De slag om Enschede

| Lars van de Zandschulp

Lars van de Zandschulp (23) is masterstudent technische bedrijfskunde en staat middenin het Enschedese studentenleven. Hij schrijft om de week een column voor U-Today, over wat hem opvalt in de stad en op de campus. Vandaag: over studentenstad Enschede en 'tuigtukkers'.

Photo by: RIKKERT HARINK

Het is alom bekend dat Enschede als studentenstad eigenlijk niet zo veel voorstelt. In het boek Otmars Zonen van voormalig U-Todayredacteur Peter Buwalda werd door een van de hoofdpersonen treffend gezegd dat het landelijk gezien not done is dat vier verenigingen één gebouw delen. De Pakkerij is gelukkig een mooi, klassiek pand, maar dat we feitelijk in het bedrijfsverzamelgebouw onder de studentensociëteiten zitten, onderstreept wel dat het studentenverenigingsleven in Enschede relatief klein is.

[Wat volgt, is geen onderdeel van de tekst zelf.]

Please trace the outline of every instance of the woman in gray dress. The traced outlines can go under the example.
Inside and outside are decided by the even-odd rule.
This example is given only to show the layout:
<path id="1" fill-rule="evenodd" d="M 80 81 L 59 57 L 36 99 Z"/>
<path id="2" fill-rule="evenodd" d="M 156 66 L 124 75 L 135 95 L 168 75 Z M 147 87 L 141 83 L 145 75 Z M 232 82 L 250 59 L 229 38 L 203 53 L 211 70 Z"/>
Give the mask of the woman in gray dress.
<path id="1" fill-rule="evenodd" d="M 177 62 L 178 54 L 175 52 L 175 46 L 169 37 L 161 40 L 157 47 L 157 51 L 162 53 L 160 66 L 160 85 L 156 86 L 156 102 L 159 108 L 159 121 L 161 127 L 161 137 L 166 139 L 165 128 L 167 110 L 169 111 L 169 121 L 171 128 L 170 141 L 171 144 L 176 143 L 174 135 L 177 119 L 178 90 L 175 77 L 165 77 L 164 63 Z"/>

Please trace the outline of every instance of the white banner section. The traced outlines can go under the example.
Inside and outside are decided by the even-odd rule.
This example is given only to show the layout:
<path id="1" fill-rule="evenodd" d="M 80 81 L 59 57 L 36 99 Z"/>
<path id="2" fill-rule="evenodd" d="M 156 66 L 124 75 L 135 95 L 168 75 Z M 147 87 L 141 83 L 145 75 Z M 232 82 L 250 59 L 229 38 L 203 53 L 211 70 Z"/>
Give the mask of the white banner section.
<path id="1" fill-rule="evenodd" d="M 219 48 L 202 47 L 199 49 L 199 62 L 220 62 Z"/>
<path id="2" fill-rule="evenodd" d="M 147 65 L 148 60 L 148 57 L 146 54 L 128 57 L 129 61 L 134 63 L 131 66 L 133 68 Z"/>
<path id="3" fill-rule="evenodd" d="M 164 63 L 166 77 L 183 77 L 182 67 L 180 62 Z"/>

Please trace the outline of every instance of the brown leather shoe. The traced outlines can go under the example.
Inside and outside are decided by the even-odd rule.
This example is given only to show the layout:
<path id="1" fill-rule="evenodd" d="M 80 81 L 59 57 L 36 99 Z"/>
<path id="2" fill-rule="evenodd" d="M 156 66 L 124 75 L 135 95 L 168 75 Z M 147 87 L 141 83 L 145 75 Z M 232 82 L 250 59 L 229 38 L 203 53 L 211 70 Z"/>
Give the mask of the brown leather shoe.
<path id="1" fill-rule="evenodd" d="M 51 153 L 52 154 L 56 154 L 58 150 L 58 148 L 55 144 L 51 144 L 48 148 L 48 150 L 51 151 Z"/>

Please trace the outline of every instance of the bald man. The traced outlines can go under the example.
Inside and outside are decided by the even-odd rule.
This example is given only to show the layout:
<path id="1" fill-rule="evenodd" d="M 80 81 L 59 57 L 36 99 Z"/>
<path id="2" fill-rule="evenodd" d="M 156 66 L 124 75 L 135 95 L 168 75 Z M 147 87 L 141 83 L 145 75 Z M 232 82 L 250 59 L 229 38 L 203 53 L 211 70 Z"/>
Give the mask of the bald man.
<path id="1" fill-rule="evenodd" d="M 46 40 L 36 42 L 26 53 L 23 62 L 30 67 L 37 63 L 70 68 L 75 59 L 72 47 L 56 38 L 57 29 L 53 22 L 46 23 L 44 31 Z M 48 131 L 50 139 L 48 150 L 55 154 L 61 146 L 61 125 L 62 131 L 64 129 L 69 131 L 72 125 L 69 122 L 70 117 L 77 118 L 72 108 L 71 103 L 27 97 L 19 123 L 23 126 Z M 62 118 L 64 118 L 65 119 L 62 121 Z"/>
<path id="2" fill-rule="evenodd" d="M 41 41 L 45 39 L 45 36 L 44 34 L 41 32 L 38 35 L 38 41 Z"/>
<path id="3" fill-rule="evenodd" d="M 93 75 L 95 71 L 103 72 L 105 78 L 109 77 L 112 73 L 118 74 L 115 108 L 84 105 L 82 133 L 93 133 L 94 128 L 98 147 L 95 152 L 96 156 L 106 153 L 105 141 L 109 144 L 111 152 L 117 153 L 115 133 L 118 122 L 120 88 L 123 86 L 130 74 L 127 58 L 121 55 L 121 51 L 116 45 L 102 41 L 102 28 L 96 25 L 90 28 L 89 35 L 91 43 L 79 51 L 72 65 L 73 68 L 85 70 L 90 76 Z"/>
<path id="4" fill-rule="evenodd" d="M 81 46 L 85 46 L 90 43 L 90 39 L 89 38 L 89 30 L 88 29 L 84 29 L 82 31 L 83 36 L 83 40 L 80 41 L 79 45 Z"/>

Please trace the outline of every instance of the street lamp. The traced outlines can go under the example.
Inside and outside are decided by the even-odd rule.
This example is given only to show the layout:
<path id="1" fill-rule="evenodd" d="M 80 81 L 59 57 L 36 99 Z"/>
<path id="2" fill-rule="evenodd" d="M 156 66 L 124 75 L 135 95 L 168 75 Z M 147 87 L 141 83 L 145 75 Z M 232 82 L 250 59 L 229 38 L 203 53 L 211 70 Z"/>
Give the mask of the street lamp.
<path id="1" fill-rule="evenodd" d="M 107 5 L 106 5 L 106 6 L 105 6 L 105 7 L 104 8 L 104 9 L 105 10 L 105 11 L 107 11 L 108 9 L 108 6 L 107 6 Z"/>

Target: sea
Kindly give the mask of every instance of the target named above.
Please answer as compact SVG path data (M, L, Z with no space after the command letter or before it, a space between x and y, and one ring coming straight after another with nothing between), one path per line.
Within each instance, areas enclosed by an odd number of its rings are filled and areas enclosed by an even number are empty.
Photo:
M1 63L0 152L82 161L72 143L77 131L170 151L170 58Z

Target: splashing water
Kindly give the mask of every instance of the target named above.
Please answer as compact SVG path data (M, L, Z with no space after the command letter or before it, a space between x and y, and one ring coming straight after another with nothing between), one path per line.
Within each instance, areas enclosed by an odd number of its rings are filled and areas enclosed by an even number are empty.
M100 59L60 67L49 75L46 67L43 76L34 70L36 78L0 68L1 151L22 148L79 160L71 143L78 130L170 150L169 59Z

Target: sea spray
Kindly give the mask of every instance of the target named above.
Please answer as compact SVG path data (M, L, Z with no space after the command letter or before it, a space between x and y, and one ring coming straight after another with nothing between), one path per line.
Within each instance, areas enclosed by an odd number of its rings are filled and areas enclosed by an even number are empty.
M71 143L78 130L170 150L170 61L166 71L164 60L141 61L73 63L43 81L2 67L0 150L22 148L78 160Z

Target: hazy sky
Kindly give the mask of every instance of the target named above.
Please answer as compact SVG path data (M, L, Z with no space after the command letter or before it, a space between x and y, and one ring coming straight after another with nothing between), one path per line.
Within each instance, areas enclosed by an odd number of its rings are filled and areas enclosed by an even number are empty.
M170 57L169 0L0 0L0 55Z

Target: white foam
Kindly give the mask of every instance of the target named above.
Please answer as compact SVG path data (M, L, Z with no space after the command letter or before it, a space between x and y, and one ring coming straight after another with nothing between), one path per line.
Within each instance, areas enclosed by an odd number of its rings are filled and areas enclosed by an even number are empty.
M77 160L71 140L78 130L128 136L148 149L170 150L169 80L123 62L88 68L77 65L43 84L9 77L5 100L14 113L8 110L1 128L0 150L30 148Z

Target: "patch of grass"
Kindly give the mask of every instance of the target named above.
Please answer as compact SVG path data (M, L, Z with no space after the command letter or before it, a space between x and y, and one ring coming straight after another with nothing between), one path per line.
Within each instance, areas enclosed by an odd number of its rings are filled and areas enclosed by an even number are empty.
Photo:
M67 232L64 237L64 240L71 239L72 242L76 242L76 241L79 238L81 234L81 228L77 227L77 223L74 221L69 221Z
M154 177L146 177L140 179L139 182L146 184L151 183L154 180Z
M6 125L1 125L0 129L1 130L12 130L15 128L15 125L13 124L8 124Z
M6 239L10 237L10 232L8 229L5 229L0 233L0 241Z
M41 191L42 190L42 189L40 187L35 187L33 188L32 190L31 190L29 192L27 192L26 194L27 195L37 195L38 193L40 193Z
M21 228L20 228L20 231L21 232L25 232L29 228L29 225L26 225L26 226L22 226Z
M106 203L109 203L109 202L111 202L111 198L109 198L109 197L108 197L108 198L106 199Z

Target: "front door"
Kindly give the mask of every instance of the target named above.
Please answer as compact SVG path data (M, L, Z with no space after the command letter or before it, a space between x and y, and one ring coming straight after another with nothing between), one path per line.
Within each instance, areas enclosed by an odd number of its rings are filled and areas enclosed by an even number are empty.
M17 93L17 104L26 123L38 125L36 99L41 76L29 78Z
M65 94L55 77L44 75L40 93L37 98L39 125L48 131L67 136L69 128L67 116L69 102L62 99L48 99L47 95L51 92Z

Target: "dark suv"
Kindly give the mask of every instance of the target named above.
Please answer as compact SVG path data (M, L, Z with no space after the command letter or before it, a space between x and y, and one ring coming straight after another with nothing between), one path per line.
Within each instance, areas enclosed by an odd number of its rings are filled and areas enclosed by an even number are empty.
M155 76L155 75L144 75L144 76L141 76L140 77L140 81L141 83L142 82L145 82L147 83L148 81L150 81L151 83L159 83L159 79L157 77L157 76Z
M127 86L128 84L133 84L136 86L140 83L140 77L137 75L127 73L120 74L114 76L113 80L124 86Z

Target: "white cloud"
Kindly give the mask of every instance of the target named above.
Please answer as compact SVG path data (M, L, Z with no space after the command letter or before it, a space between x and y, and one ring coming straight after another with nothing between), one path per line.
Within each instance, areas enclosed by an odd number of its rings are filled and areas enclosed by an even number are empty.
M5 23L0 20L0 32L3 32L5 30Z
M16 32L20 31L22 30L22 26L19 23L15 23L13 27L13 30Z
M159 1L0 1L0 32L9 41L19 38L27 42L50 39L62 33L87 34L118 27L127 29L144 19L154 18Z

Er zijn aspecten waaruit kan worden opgemaakt dat het Enschedese centrum zich beweegt naar een sfeer die zich kan meten met de ‘grote’ steden. In steden met corpora willen, dan wel kunnen, studenten namelijk al jaren niet meer over straat in klassiek jasje dasje, omdat er te veel aanvaringen plaatsvonden met de ‘locals’. In een stad als Groningen is het contrast tussen het landelijke beruchte Vindicat en de ‘stadjers’ natuurlijk groot. De uitvoerig gerapporteerde misstanden, maar ook voor niet-studenten moeilijk begrijpelijke acties, zorgen natuurlijk voor animositeit onder de locals. Maar, de Pakkerijverenigingen staan niet bekend om hun strafkampen of toiletten van cafés onder smeren, dacht ik altijd.

Toch gaat het steeds vaker mis tussen de studenten en de Tukkers. Toen ik ooit een keer ’s avonds naar de Pakkerij liep, kreeg ik van iemand bij Café De Buurvrouw een alleraardigst compliment: ‘Mooie stropdas, klapmongool!’. Trots als een pauw liep ik verder, maar dat deze groet niet zo vriendelijk bedoeld was, werd duidelijk toen een tijd later een student ter hoogte van dit café van zijn fiets werd getrokken en een paar flinke klappen kreeg. Sindsdien lopen mijn huisgenoten en ik een stuk alerter naar huis.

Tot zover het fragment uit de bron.